On remarquera tout d’abord que les matériaux réels sont toujours
hétérogènes
, à l’exception possible des monocristaux de haute pureté et non-déformés. Dans les matériaux monophasés, la densité de dislocations, la taille et l’orientation des grains sont distribuées de manière hétérogène. A fortiori, lorsque plusieurs phases sont présentes, la forme, la taille, l’orientation et les relations spatiales entre les domaines homogènes constituent autant de sources d’hétérogénéité. Or, les métaux présentent généralement à l’état pur des caractéristiques mécaniques (dureté, limite d’élasticité) insuffisantes, et sont donc le plus souvent utilisés sous la forme d’alliages. C’est ainsi que dès la protohistoire, les bronzes (alliages de cuivre et d’étain) et les laitons (alliages de cuivre et de zinc) ont remplacé le cuivre pur. Lorsqu’un élément est ajouté à un métal pur à l’état liquide, trois structures peuvent être observées après refroidissement du mélange :
soit une solution solide homogène (par exemple, pour Ni-Cu en toute proportion) ;
soit une matrice contenant une seconde phase minoritaire, constituée d’inclusions solidifiées avant la matrice, ou de précipités formés à l’état solide (par exemple, oxydes dans le cuivre, carbures dans le fer) ;
soit un mélange de deux ou de plusieurs phases de caractéristiques chimiques, géométriques et mécaniques distinctes, et dont les fractions volumiques sont du même ordre de grandeur.

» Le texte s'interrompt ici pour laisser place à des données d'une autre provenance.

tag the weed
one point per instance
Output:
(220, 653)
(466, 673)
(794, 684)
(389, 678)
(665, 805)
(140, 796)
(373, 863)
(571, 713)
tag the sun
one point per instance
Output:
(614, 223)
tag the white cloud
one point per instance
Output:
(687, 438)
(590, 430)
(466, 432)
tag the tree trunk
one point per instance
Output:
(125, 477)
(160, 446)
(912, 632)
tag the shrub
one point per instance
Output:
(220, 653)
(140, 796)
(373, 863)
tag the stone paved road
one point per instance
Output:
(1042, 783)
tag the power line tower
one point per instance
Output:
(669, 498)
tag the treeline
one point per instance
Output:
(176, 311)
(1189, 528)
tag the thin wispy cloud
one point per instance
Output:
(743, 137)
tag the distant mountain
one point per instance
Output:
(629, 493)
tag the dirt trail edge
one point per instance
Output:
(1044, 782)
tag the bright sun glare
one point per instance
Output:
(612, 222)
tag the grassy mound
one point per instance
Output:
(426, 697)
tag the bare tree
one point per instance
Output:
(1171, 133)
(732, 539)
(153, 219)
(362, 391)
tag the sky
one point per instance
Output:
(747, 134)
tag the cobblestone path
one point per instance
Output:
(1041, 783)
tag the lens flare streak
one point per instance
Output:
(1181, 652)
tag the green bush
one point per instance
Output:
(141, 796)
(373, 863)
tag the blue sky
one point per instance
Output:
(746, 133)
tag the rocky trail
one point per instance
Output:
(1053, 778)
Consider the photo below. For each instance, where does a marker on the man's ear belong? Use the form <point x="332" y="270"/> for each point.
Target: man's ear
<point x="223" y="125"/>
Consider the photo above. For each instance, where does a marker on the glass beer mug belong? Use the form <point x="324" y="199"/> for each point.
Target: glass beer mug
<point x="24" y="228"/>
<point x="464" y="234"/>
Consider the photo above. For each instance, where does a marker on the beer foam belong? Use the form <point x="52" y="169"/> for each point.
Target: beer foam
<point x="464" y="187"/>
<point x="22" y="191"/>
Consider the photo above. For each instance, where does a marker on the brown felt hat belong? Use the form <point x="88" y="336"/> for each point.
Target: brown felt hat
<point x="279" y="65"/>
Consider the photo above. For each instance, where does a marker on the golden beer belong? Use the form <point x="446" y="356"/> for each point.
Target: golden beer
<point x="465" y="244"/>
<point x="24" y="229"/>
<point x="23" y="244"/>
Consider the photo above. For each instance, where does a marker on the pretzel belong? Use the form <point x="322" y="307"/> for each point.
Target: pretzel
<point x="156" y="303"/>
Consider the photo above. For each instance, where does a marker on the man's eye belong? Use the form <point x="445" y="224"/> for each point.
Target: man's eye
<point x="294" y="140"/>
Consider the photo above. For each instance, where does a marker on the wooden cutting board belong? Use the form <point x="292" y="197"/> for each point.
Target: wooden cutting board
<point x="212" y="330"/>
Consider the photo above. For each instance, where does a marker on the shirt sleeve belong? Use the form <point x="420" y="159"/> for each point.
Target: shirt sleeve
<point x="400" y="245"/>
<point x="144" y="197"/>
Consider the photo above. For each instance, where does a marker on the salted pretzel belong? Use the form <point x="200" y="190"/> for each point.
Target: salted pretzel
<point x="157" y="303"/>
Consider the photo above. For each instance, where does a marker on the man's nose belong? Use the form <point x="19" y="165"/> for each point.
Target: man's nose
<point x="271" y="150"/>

On parle alors suivant les cas, d’
alliage biphasé
ou
multiphasé
. Certains matériaux hétérogènes obtenus par frittage, ainsi que certains composites, sans être des alliages à proprement parler, relèvent de la même catégorie de matériaux hétérogènes faisant l’objet de cet article.
Si les matériaux multiphasés apparaissent ainsi incontournables, il faut également souligner que la présence de plusieurs phases de propriétés différentes peut être bénéfique. La première idée élémentaire consiste à cumuler les qualités (et non les défauts) des deux phases. Ainsi le mélange d’une phase dure mais fragile (par exemple, le carbure de tungstène WC) et d’une phase ductile mais molle (par exemple, le cobalt) conduit à un compromis intéressant de dureté et de ductilité dans le composite WC-Co. Encore faut-il s’assurer que le mélange n’est pas à la fois fragile et mou. Mais l’intérêt pour le comportement des matériaux biphasés ne s’arrête pas là, comme le montrent les deux exemples suivants. Dans le cas des tôles en acier de construction,...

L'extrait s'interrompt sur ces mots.